In the comments for an older post, a reader named Michael asked:
"Did you start your porfolio on July 13th as I can see on your chart? Do
you use the big picture to manage your cash level in your porfolio: the "M" in
CANSLIM? Do you think it could be a good idea to sell everything when the market
is in a down trend? Waiting for your comments!"
I started both the index and the portfolio on July 13th. I must apologize about the portfolio. I haven't updated it this week. A bit of background. I calculate the index myself. I use fidelity data feed for price history and the weekly downloaded excel spreadsheet of the ibd 100 for composition. I wrote a computer program to import the data, re-balance the weightings, and update the index values. When you see the graphs of the index generated by Wealth-lab, it is Wealth-lab using a text file with my calculated index values as a data source.
For the portfolio, I was manually entering the trades into the Wealth-lab portfolio manager. But last week, I realized that Wealth-lab was not calculating the available cash correctly after I "sold" shares from the portfolio (remember, this is just a paper portfolio). This meant that my portfolio weightings were off.
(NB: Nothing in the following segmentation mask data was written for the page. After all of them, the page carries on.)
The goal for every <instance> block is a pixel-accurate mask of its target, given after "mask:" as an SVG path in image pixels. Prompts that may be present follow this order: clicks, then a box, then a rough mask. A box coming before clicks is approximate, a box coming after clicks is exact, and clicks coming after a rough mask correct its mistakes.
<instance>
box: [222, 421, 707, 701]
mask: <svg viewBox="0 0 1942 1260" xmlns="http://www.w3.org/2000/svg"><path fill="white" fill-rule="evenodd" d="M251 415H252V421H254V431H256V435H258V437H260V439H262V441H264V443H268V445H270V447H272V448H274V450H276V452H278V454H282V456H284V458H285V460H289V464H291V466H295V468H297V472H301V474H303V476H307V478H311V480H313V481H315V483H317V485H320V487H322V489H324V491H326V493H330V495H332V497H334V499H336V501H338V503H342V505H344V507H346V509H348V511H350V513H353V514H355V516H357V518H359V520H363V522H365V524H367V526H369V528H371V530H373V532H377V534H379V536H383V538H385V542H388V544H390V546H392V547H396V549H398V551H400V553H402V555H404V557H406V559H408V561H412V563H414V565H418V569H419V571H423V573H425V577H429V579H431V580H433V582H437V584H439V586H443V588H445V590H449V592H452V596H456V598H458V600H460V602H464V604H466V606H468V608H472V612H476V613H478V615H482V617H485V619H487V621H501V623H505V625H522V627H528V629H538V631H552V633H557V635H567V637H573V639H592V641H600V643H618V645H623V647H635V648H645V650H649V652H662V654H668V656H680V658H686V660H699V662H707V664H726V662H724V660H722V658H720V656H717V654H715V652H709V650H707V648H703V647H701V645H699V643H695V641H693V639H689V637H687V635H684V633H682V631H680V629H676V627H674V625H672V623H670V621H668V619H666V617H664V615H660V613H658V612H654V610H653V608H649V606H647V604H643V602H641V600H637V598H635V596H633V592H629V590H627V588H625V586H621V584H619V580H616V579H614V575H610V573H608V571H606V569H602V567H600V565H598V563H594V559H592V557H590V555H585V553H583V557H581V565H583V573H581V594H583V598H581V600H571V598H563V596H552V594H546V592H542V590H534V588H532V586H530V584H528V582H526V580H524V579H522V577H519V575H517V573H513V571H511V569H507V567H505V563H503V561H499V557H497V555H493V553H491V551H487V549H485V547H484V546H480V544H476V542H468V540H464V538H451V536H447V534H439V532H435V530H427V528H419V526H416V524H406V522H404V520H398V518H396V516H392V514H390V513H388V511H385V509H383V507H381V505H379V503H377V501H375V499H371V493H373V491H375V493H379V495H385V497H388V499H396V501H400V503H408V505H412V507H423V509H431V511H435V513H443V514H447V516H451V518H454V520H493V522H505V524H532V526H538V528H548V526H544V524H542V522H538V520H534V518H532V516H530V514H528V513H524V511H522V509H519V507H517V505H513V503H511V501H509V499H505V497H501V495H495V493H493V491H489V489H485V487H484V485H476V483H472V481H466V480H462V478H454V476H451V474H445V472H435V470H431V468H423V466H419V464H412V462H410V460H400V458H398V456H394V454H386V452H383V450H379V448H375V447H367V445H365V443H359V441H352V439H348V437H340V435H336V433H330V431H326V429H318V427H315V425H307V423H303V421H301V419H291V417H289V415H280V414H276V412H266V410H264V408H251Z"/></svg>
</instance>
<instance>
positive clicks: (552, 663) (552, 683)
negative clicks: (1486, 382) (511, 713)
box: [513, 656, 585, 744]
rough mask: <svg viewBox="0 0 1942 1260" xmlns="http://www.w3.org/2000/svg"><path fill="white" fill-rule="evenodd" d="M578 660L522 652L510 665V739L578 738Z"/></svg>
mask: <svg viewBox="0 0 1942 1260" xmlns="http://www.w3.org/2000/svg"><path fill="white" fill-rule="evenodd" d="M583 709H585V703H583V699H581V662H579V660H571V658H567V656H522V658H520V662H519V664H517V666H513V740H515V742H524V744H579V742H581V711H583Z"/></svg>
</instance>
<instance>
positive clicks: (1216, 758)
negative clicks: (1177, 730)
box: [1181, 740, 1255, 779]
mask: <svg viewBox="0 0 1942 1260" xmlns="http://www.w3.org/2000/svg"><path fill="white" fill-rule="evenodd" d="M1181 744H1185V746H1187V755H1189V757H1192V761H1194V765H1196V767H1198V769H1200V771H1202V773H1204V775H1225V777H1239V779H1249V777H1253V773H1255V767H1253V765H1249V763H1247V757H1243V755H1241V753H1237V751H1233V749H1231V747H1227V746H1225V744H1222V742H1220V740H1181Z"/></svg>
So, when I get some free time next week, I'll write a program to re-construct the portfolio. I'll deduct commission as well. Remember, the weightings for the portfolio are not the same as the weightings for the index. The index is equal weighted, allows for fractional shares, and is re-balanced for equal weighting each week. The portfolio should begin $1000 dollars alloted to each component, but only whole numbers of shares can be purchased. Rather than re-balancing every week, I will sell the shares which are dropped, and use the cash proceeds to purchase the newly added components in equal dollar allotments.
I began tracking the IBD 100 on July 13th, but we have to remember that the new IBD 100 list is published after the close on Friday. So the first close of the Index is Monday, July 16th.
I read The Big Picture every day, but I am not using it in either the index or the portfolio. I guess I wanted to test the claim that the IBD 100 "trounces" the S&P 500. I can't remember where I first read this, but if you google it, you'll find this quote frequently.
I was intrigued in part because it's an odd claim to make. Until I came along, the IBD 100 was not an index. It was just a list of stocks which changed weekly. The S&P 500 attempts to be representative of the broad market, while the IBD 100 is representative of high relative strength stocks, ranked by a proprietary algorithm.
If you look at the IBD 100 components, it is certainly astounding how many high percentage gainers there week after week. But this sort of at a glance analysis is strongly skewed by survivorship bias. The worst performing stocks in the list are dropped weekly.
So the index was created to try to compare the IBD 100 list to the S&P in a reasonable manner. While I was at it, I decided I wanted to see if trading the IBD 100 list in a very naive way might actually be profitable. To be clear, IBD and William O'Neil's books all say not to do what I'm doing with the portfolio.
In fact...I'm not doing it with real money. It's a paper portfolio.
But I wanted to see what would happen anyway. In part it comes from the sense of frustration that the best performing stocks in the IBD 100 are often (and by definition) the most extended. Mark Fisher, used to say that "the best trades are the hardest to take". We see this all the time with the IBD 100. The best performers don't give you a many chances to get in, or when they do, you feel like you're catching a falling knife.
Anyway...that's what I was thinking about with the portfolio.